How to Use Pod Failure Policy in Kubernetes

Introduction

With the release of Kubernetes 1.31, the Pod Failure Policy for Jobs has graduated to General Availability (GA). This new feature provides enhanced control over how Kubernetes handles pod failures within Jobs, allowing for more efficient and cost-effective management of workloads.

Understanding Pod Failure Policy

Running workloads on Kubernetes can lead to pod failures due to various reasons. For workloads such as Jobs, it is essential to handle transient, retriable failures without halting the entire process. Traditionally, the backoffLimit field in Kubernetes Jobs allowed you to specify the number of pod failures to tolerate before stopping the Job. However, setting a high backoffLimit can result in excessive restarts and increased operating costs, especially for large-scale Jobs.

The Pod Failure Policy extends the backoff limit mechanism, offering more granular control to immediately terminate a Job upon a non-retriable pod failure and ignore retriable errors without inflating the backoffLimit value. This policy is particularly useful for scenarios like running workloads on cost-effective spot instances, where pod failures due to node shutdowns can be gracefully ignored.
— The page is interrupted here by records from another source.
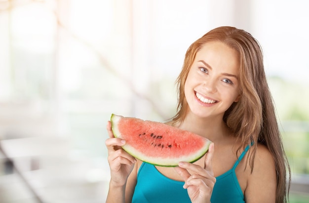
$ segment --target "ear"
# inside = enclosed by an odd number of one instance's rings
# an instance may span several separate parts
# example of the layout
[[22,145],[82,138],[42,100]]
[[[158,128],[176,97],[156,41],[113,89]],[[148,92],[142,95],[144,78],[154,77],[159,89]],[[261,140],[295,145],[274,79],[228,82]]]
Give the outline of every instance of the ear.
[[238,94],[238,95],[236,97],[236,99],[234,100],[234,102],[237,102],[238,101],[240,100],[240,95]]

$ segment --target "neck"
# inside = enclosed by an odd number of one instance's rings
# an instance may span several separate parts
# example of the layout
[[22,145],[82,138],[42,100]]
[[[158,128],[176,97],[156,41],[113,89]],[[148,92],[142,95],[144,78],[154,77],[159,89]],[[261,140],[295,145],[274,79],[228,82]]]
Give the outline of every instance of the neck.
[[221,117],[204,118],[189,113],[178,127],[206,137],[214,143],[222,140],[229,134],[228,127]]

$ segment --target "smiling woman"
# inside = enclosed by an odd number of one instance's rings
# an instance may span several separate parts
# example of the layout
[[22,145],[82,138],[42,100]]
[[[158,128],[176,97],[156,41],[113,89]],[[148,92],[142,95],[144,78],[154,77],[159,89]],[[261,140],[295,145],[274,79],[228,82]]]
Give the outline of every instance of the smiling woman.
[[289,167],[258,41],[243,30],[215,28],[189,47],[177,81],[178,112],[168,124],[213,143],[193,163],[154,166],[124,151],[108,122],[107,203],[286,202]]

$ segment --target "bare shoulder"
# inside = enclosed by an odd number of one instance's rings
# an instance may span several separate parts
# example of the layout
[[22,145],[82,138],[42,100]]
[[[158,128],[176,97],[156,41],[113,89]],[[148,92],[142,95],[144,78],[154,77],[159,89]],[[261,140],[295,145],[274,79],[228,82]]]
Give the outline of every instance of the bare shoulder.
[[258,144],[253,170],[249,175],[245,191],[246,202],[275,202],[276,186],[273,157],[266,146]]

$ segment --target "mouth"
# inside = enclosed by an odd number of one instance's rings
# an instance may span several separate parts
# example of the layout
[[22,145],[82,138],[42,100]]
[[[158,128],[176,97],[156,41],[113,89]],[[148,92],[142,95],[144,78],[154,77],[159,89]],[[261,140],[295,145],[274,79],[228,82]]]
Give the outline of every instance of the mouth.
[[218,102],[218,101],[213,100],[211,99],[206,98],[196,92],[195,92],[195,96],[196,96],[196,98],[197,98],[197,99],[198,99],[199,101],[205,104],[214,104]]

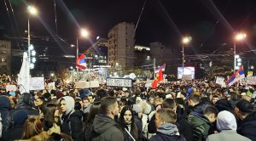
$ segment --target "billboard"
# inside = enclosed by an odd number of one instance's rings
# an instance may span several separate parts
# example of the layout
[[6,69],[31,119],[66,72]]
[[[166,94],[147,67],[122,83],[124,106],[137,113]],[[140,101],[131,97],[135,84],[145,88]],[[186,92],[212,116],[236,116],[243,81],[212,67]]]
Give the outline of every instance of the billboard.
[[131,79],[128,78],[107,78],[107,86],[131,87]]
[[187,80],[195,79],[195,67],[184,67],[183,70],[183,67],[177,67],[177,79],[182,79],[183,77]]

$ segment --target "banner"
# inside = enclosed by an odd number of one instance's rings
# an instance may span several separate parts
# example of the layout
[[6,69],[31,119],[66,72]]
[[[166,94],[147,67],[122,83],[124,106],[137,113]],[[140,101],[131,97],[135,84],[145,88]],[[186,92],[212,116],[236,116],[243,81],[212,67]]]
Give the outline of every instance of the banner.
[[75,82],[76,88],[90,88],[90,87],[100,87],[99,81],[92,82]]
[[48,90],[55,90],[56,87],[55,87],[55,82],[50,82],[48,84]]
[[131,79],[124,78],[107,78],[107,86],[131,87]]
[[226,83],[224,82],[224,77],[223,76],[217,76],[216,77],[216,83],[219,84],[222,87],[226,87]]
[[15,92],[17,90],[16,85],[6,85],[5,87],[6,92]]
[[29,89],[30,90],[44,89],[44,77],[31,77]]
[[247,76],[245,80],[247,84],[256,85],[256,76]]

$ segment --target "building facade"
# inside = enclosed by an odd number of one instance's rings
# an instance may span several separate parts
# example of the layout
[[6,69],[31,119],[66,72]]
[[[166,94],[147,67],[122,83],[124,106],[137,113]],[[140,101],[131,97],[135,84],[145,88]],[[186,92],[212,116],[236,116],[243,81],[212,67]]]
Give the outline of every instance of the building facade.
[[0,74],[11,74],[11,42],[0,40]]
[[108,34],[108,65],[123,68],[134,66],[135,25],[132,23],[119,23]]
[[89,68],[95,69],[108,67],[107,39],[98,39],[84,54],[87,59],[87,66]]

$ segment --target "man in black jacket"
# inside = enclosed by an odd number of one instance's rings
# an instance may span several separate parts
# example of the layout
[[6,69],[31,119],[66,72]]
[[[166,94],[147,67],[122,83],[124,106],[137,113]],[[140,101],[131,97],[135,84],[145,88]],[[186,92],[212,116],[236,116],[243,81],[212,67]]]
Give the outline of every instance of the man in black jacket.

How Pod Failure Policy Works

A Pod Failure Policy is defined within the Job specification as a list of rules. Each rule specifies conditions and corresponding actions based on container exit codes or pod conditions. The actions can be:

• Ignore: Does not count the failure towards the backoffLimit.
• FailJob: Terminates the entire Job and all running pods.
• FailIndex: Terminates the specific index of the failed pod, useful with the backoff limit per index feature.
• Count: Counts the failure towards the backoffLimit (default behavior).

Example Specification

Below is an example of a Pod Failure Policy:

apiVersion: batch/v1
kind: Job
metadata:
  name: example-job
spec:
  template:
    spec:
      restartPolicy: Never
      containers:
      - name: example-container
        image: example-image
  backoffLimit: 3
  podFailurePolicy:
    rules:
    - action: Ignore
      onPodConditions:
      - type: DisruptionTarget
    - action: FailJob
      onPodConditions:
      - type: ConfigIssue
    - action: FailJob
      onExitCodes:
        operator: In
        values: [42]

In this example:

• Pods with the DisruptionTarget condition are ignored and do not count towards the Job’s backoff limits.
• The Job fails if a pod has a ConfigIssue condition, which might be added by a custom controller or webhook.
• The Job also fails if any container exits with the code 42.
• All other pod failures count towards the backoffLimit.

Important Note

When using the Pod Failure Policy, ensure the Job’s pod template is set with restartPolicy: Never. This setting prevents race conditions between the kubelet and Job controller when counting pod failures.